Sofyan Djalil, the state minister for information and communication, explained to a press gathering that President Susilo Bambang Yudhoyono had instructed officials to establish a National Committee for Information Technology.
This permanent committee, to be led by Boediono, the coordinating minister for the economy under the direct auspices of Yudhoyono, is intended to support and direct the development of the IT sector. The committee has been tasked by Yudhoyono to draft a blueprint for the sector.
Currently, the IT sector in Indonesia is relatively underdeveloped when compared to other countries in the region.
Recently, Betti Alisjahbana, the president director of IBM Indonesia, told OBG "if we compare Indonesia with Singapore, Malaysia or Thailand, the percentage of IT spending compared to GDP is still low". While this indicates a lower priority for IT, Alisjahbana asserted that "it also means we have more room to grow".
One reason often cited for the limited role IT plays in Indonesia's economy is the lack of basic infrastructure.
Under Yudhoyono's government, the country has been trying to catch up, with a focus on improving the country's transportation infrastructure, with investments in roads and ports. With the creation of the special committee, it is expected that investment in infrastructure will extend to communication.
Many businessmen still consider communication costs relatively high in Indonesia, thwarting the country's drive to attract foreign direct investment (FDI).
Fixed line penetration is very low and phone calls are considered expensive. A consequence of this is extremely low internet penetration, with some sources estimating that 8% of Indonesian's population of roughly 242m can access the internet either directly in their homes or businesses, at a neighbour's home or an internet cafe. This is the lowest penetration rate in the region. Overcoming this obstacle will be a challenge for the new committee.

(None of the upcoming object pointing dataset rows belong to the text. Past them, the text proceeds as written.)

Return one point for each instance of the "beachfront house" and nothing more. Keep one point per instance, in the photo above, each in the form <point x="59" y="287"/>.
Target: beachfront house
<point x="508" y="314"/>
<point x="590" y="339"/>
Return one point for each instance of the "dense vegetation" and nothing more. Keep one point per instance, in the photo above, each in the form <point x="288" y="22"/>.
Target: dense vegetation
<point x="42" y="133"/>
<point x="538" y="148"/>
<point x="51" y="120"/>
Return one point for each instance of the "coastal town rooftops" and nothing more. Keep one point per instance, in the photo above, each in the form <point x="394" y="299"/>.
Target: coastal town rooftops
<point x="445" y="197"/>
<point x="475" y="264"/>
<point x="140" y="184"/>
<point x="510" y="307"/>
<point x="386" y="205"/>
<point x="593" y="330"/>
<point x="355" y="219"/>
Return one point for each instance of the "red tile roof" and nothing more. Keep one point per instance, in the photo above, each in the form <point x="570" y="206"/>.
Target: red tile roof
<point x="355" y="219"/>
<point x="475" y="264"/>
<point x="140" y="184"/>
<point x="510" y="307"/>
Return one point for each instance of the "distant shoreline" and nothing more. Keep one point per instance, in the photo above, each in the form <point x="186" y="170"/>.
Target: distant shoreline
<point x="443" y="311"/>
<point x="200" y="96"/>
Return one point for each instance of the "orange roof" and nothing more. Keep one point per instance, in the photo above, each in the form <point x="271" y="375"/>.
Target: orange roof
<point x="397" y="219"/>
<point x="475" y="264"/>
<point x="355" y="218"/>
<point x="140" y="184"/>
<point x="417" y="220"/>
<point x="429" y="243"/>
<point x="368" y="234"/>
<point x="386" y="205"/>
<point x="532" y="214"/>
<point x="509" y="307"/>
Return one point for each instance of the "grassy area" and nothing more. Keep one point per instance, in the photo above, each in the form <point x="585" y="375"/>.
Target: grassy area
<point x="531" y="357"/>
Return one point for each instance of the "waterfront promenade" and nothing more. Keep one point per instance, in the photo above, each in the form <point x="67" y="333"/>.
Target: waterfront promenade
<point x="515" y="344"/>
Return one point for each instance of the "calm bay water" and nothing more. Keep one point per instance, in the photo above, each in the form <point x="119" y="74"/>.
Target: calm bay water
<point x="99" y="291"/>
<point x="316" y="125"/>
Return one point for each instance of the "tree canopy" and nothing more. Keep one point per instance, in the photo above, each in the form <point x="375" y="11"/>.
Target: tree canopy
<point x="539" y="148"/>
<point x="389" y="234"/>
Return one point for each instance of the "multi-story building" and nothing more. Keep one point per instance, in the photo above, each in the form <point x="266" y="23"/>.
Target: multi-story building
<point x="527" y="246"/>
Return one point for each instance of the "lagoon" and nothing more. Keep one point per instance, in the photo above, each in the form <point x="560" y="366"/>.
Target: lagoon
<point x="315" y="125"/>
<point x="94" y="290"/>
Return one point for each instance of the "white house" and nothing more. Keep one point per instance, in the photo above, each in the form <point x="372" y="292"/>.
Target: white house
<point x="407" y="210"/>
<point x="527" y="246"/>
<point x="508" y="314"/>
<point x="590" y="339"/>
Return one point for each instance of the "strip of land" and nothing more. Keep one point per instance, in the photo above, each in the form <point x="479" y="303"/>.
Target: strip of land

Also, the protection of intellectual property rights will be on the committee's agenda.
During the announcement of the special committee, attention was given to the negative effects of piracy for the development of the IT sector in Indonesia.
Tony Chen, president director of Microsoft Indonesia who accompanied Djalil during the announcement, shared with reporters that in 2006, 87% of all software in Indonesia was pirated. The country moved up in the world's piracy ranking from fifth to third place, behind Ukraine and Vietnam.
According to Chen, "a 10% cut in the piracy rate could help triple economic activities in the IT sector, contribute five times more taxes to the government and create 13 times more employment opportunities" as reported by The Jakarta Post.
Alisjahbana agrees, "I think it is very important that we honour intellectual property rights, but at the same time, we need to make sure that IT is affordable to most people in Indonesia."
In an effort to deal with this challenge, the government launched the Indonesia Goes Open Source (IGOS) initiative in 2005. Under this programme, the government promotes the use of open source software among governmental and state institutions as an affordable and legal alternative to expensive licensed software.
Adi J Rusli, the managing director of Oracle Indonesia, sees improving human resources as another major challenge for IT and highlights the opportunity that foreign company outsourcing could provide the country.
"If we look at India, Malaysia and Philippines, they all serve companies globally using English. While in Indonesia, English has long not been a priority," he recently told OBG.
"We need to educate and provide the necessary skills to make Indonesian companies savvier in business" Rusli continued.
Observers blame incomplete and insufficient education for the lack of language and business skills. Most major software companies are therefore busy setting up programmes with schools and universities, introducing fundamentals and correct use of IT as early in the curriculum as possible.